Brian Callahan, one of two Long Island men accused Thursday in a $96 million Ponzi scheme, had a strike on his investment advisory record as early as 2006.
Records from financial industry regulators indicate that Callahan was no longer registered as an investment adviser or a broker as of September 2006, after clients at his old employer alleged that he had falsified documents and forged signatures.
In 2009, he consented to be barred from the securities industry as part of a settlement with the Financial Industry Regulatory Authority, or FINRA, which regulates brokers.

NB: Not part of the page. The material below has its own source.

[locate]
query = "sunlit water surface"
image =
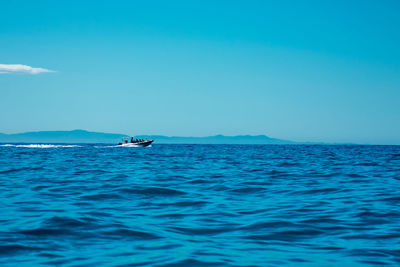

Yet Callahan managed to attract money from investors through 2012 as an investment adviser; such investment professionals are generally regulated by the Securities and Exchange Commission, not FINRA. According to an indictment unsealed Thursday in federal court in Central Islip, Callahan raised more than $118 million from more than 40 investors between December 2006 and February 2012 for four investment funds.
Instead of investing the money in hedge funds, as Callahan had told investors, it was funneled to his brother-in-law Adam Manson's real estate project in Montauk, among other places, the lawsuit said.
Many investors do not know that disciplinary records of financial industry professionals are public, said Barbara Roper, director of investor protection at the nonprofit Consumer Federation of America. Such records can be checked at the SEC and FINRA websites.
"One of the few things you can do to insure that you're looking out for your interest is check the background of the people who're running the investment," she said.
The SEC, which typically regulates investment advisory firms with more than $100 million in assets under management, filed a lawsuit against Callahan and Manson in 2012.
Among Callahan's investors were a California teacher, who invested $520,000, and a small-business owner in Kentucky, who invested $2.9 million over four years, according to the SEC complaint.
The Kentucky business owner, who did not find out about the FINRA ban until January 2012, said in the SEC lawsuit that he would not have invested with Callahan had he known of the fund manager's record.